Op een dag, haar vent was toen zowat een half jaar in haar leven, zouden ze me met de auto naar mijn studentenkamer brengen. Hij achter het stuur, zij ernaast en ik op de achterbank zoals het hoort. Bij elke bocht, elke afslag, elk verkeerslicht, elke stoeprand en elke fietser die we passeerden, gaf ze commentaar. Die hele rit was één grote tirade en als ik geen hekel aan de man gehad zou hebben, zou ik zeker met hem te doen hebben gehad.
‘Pas nou toch eens op alsjeblieft,’ ‘kijk je wel uit voor die fietser?’, ‘heb je die auto wel gezien?’, ‘groener wordt dat licht niet,’ ‘kijk uit dat licht is rood,’ en tot slot ‘wil je ons soms dood hebben dat je zo onverantwoordelijk rijdt?’

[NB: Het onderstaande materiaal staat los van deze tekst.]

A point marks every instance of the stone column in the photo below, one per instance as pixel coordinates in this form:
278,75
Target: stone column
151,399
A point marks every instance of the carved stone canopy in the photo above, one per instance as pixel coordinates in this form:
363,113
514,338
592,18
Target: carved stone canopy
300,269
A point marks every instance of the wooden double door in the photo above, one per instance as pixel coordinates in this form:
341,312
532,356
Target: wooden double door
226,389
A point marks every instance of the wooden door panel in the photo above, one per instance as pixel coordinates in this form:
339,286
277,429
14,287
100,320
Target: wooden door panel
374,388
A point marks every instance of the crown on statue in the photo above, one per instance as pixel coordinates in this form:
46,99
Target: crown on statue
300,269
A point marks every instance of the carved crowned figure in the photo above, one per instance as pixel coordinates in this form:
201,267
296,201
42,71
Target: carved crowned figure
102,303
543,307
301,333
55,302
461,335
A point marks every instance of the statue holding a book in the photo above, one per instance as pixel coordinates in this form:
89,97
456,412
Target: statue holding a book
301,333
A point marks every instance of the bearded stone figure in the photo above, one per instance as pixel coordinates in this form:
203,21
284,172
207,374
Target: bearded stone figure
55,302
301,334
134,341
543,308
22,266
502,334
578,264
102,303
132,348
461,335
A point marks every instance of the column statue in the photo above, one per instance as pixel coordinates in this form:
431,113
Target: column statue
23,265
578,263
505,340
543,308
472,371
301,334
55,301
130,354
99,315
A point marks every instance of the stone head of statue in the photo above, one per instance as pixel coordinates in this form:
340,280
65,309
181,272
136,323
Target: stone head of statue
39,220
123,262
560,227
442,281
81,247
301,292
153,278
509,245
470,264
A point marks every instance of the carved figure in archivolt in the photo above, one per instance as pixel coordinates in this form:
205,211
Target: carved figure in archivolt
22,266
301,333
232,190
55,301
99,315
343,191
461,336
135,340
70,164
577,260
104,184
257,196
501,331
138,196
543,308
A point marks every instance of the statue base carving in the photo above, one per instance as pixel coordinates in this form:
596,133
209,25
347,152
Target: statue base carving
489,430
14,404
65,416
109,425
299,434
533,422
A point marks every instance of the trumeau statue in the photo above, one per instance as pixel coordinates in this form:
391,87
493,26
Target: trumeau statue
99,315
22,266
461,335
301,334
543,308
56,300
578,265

Zelfs toen haar vent keihard op de rem ging staan en dreigde haar uit de auto te zetten – want hier was hij niet van gediend, wat voor hem pleitte – kon ze nog steeds niet anders dan volharden in haar kritiek. Geen enkele zelfreflectie, geen spoor van spijt, nul besef van hoe irritant en onbeschoft ze zich had gedragen. Het enige wat ze kon was doorgaan met het maken van verwijten en als een mitrailleur blijven herhalen hoe roekeloos en gevaarlijk zijn rijstijl wel niet was.
‘Kan het je niet schelen dat je deze relatie om zeep hebt geholpen met je gedram en gescheld?’ vroeg ik haar nadat haar vent het hazenpad had gekozen. Nee, zei ze. Want haar enige bedoeling was geweest om een ongeluk te voorkomen. Vanaf dat moment gaf ik de hoop op dat mijn moeder ooit zal veranderen. Ik heb mezelf voorgenomen dat ik het aan pappa verplicht ben om zelf nooit zo te worden als zij. Door me daarop te focussen als zij weer eens uit haar slof schiet, kan ik haar buien verdragen. En als het me te gortig wordt, pak ik mijn tas en ga ik haar een tijdje uit de weg. Niet omdat haar dat helpt, maar omdat ik daarmee hoop te voorkomen dat onze relatie nog verder verslechtert.’
Lara’s naam is gefingeerd. Haar echte naam is bekend bij de redactie. Er is veel over te vertellen, over moeders en dochters. Daarom hebben we er een reeks van gemaakt waarin elke week andere moeders en/of dochters aan het woord komen. Allemaal met relaties waar we ons aan kunnen spiegelen, in kunnen verdiepen, over kunnen verbazen, van kunnen genieten en van kunnen leren.